As an entrepreneur, it’s clear that as much as you would like to reduce costs, you can’t be good at everything. Most likely you’ll end up delegating tasks and paying freelancers or companies to do the things you lack expertise in (web design, accounting, sales, etc.). It could also be that you don’t want to spend time on certain tasks in order to focus on more important elements such as securing your first contracts.
I’ve encountered a few freelancers in my entrepreneurial journey and some things really caught my attention. I was unsure how to deal with them at the time but after a period of reflection, I’ve decided to write this post. If you’re a freelancer, I have some advice that could make a difference to a prospective client.
1. Understand the brand
I have to say, when I gave my brief for a project and looked at the 1st proposal I was a bit… puzzled. There was nothing wrong with the outcome but it was just not in the spirit of my brand: One Vision Tour. As a professional, you should be able to sense if what you’re doing, the images you’re using, as fun as they might be, represent the brand of your clients. So even though your clients sent you examples you can draw from, do not take it for granted and go beyond what is expected. And if you have any doubts, don’t hesitate to contact them directly. It’s better to make sure that everything is understood and you fully embrace the brand compared to going crazy and having to re-do everything.
2. Avoid being cheap
If you have a good portfolio, the value of your work should be reflected in your prices. If you think a low price will attract entrepreneurs, maybe, but they will quickly go the other way if anything goes wrong or when they will grow. Some entrepreneurs invest their own personal finance (like myself) and want to make sure that this money is well spent. So trust yourself and your skills and go for a reasonable price. Ask your fellow freelancers how much they charge depending on their experience and then position yourself. Also, if your client asks for too many modifications or extra services, it is OK to be flexible and accommodating but also remind him/her there will be others costs involved.
3. Initiate a follow-up with your clients
If you sent me a quote 1 week ago and I still did not reply, email me again. It shows that you care about your clients and that I’m not just one among many others. It might be that I have a question or disagree with some elements but if you make the 1st step to talk it through, you will have the opportunity to clarify your offer and maybe win the contract in the end.
4. Meet them in person
There is nothing better than meeting someone to talk about a business project, clarify elements and build a relationship. So if you’re located in a different city/area from your client, no problem. Otherwise, offer to meet with your client directly and include that fee in your quote (or offer it as a gift, up to you).
5. Do not bitch about other clients
What does it say about you if while discussing my project, you compare it to one of your other clients and then highlight huge flaws about it? Not good. So even though you might want to prove a fact by using your clients as an example, try to stay as neutral as possible. Plus, it also shows that you do not respect confidentiality, which is the foundation of a business relationship. So avoid the gossip and focus on how you can create a good experience with your client.
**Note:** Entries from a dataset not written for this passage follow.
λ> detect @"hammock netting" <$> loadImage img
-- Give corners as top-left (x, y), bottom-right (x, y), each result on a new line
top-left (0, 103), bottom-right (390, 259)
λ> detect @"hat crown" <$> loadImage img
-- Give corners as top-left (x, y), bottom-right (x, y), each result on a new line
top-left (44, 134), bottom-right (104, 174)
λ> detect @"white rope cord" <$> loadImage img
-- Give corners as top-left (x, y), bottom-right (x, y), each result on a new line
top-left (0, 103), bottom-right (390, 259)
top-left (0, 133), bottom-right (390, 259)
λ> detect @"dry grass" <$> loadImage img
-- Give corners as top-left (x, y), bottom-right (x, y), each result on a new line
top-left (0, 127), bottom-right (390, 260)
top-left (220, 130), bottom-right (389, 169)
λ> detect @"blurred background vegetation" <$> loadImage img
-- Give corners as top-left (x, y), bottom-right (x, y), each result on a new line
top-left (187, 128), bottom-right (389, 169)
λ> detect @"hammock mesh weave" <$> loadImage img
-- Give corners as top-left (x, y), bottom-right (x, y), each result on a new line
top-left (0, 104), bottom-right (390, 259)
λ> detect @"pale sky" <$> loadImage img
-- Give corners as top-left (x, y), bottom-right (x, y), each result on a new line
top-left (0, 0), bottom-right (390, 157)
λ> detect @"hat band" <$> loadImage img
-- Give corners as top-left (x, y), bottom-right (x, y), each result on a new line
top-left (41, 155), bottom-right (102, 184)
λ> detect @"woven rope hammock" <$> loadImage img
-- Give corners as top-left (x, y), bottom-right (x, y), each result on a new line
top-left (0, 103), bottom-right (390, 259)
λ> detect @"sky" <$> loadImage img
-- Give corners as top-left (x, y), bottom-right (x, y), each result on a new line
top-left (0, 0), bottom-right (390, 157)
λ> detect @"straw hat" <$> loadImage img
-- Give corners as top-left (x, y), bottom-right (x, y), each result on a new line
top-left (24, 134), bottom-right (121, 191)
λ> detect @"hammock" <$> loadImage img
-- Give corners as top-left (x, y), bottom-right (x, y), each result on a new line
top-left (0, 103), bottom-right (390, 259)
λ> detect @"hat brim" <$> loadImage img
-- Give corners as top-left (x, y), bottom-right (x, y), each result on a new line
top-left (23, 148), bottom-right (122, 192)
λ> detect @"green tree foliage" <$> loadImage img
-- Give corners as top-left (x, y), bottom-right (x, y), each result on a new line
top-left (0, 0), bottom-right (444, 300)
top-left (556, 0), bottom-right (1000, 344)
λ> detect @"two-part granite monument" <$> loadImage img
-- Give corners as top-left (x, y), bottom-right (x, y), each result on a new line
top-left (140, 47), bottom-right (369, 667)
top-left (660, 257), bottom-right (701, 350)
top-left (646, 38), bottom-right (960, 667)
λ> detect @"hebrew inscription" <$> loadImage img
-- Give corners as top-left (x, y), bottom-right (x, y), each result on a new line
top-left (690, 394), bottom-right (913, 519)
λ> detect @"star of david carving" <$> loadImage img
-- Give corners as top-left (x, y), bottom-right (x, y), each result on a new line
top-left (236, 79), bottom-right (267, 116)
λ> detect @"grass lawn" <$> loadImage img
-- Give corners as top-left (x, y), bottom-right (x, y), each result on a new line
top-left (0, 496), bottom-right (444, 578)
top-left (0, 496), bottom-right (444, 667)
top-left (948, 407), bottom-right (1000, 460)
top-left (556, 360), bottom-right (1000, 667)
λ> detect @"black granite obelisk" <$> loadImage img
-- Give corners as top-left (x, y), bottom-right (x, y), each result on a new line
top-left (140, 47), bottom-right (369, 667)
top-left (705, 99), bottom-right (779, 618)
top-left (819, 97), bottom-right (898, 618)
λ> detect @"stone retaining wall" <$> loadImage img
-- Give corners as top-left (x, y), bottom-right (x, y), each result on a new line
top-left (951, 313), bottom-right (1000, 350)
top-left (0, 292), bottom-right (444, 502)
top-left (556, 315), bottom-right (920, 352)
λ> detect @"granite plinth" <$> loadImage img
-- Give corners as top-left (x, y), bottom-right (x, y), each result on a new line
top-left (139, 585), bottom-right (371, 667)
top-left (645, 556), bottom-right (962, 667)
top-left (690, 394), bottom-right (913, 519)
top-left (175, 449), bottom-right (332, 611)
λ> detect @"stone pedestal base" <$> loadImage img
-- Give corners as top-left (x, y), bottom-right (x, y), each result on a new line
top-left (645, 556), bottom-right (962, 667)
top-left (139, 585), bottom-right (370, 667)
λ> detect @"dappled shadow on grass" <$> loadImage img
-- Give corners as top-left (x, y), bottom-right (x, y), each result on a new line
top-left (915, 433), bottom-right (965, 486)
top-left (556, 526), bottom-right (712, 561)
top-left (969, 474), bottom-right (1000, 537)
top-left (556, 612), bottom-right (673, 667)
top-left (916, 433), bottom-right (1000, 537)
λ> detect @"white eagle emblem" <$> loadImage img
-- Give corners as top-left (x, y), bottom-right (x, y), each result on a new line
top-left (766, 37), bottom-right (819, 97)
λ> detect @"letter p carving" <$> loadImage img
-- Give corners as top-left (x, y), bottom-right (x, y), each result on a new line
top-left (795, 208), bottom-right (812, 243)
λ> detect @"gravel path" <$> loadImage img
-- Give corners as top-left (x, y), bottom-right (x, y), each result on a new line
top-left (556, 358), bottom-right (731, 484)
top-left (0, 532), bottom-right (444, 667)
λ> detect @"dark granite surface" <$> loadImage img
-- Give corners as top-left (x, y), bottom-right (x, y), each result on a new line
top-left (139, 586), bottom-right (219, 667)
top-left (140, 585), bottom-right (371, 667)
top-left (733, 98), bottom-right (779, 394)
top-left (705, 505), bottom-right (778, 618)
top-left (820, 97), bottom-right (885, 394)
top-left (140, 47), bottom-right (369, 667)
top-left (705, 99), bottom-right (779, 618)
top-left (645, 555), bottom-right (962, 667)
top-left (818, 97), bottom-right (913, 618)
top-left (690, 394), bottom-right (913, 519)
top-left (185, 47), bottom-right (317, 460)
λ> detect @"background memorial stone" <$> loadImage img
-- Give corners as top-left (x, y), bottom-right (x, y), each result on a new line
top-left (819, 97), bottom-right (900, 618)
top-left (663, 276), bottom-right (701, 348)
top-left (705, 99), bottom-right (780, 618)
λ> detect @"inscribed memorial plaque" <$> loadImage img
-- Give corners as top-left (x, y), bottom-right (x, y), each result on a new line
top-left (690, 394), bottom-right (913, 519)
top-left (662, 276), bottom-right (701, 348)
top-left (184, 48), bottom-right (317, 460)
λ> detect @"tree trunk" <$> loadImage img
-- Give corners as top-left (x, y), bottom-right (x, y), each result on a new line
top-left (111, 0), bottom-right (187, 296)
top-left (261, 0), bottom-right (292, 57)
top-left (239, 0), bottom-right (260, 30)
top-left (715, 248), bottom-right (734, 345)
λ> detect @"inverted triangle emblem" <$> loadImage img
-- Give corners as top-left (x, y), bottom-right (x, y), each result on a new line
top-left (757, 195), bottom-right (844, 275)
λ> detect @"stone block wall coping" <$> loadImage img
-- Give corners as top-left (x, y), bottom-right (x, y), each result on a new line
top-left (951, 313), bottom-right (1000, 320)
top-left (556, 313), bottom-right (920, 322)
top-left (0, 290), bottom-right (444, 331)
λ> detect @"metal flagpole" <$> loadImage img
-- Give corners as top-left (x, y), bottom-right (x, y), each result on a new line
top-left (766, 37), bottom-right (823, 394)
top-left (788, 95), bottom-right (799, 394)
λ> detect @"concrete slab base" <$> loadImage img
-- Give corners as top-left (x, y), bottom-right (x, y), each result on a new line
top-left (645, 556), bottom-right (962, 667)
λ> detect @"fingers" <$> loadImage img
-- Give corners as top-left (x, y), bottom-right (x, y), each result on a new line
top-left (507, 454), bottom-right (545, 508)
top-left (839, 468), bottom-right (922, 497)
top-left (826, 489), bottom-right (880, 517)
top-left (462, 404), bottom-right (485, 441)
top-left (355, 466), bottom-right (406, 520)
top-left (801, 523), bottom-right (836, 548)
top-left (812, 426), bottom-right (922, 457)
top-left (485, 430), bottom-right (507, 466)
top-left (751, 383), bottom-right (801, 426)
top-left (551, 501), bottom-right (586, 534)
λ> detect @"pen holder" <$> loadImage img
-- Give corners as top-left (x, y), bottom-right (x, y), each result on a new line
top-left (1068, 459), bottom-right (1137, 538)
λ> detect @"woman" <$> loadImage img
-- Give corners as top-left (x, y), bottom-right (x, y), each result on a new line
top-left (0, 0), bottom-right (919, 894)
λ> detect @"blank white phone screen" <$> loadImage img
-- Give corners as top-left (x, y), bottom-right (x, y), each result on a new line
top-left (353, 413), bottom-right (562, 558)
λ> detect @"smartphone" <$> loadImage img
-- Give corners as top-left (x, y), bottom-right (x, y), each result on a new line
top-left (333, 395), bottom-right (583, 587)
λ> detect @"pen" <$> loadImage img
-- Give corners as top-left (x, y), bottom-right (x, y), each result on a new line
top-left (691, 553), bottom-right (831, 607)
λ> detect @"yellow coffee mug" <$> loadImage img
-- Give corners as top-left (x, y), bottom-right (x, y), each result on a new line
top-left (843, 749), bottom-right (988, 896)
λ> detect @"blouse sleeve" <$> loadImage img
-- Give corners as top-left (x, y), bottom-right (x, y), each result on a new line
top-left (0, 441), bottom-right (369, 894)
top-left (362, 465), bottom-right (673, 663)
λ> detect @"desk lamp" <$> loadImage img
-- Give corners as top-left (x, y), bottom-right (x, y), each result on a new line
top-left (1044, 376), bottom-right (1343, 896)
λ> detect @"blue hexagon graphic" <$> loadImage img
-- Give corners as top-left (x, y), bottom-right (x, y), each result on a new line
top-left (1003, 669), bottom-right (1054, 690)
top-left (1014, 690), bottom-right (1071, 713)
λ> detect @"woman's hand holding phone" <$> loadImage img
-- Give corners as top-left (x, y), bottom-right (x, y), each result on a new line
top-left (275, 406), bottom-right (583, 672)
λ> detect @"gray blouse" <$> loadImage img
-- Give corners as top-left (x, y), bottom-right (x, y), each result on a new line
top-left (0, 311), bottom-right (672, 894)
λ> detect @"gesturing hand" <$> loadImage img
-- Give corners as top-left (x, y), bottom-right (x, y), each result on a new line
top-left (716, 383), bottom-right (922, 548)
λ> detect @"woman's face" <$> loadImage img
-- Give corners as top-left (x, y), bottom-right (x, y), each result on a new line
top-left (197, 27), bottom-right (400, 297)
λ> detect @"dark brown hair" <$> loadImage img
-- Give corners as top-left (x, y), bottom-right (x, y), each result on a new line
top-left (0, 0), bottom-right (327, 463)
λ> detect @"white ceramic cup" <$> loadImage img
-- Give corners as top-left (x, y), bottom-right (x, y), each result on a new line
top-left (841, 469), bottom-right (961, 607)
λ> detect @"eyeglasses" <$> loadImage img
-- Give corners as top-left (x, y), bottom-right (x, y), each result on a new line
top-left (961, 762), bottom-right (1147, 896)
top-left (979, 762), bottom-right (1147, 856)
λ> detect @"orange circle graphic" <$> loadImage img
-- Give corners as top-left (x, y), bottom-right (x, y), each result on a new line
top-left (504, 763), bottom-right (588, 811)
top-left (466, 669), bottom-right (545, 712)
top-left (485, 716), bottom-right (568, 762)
6. Avoid giving too many options
It is good to have options in a quote. But too many can make your client feel lost. So yes to final recommendations regarding what are the best options for a specific project and no to a list of options that can overwhelm and potentially confuse your client.
7. Try not to criticize your client’s project
Yes, it happened to me and that was not a pleasant experience. Even though you disagree with the company name, the logo, the business, its services, etc. if you agreed to take it on, do not criticize it during the 1st meeting. And if you do, make sure you do it in a respectable way and have suggestions for improvement instead of doling out to unfiltered criticism. Also, as a freelancer, always keep in mind that you are creating a business relationship even though you might meet in a laid-back environment like a café. So respect your client and the work that has been done so far and he/she will be happy to hear your suggestions to make it even better.
8. Build a relationship
Keep in touch to facilitate trust and create a lasting relationship. Don’t just send quotes or progress reports: try to get to know your clients, tell them a few things about yourself, laugh and build a personal connection. By building a relationship, it will be easier to gain your client’s trust, secure business contracts, build your network — which will open doors for you in the future. So don’t be shy or play the role of the conservative professional! Always stay true to yourself when dealing with your clients. This will make you stand out in the long run.
And you, as a freelancer, do you have any advice to give to entrepreneurs?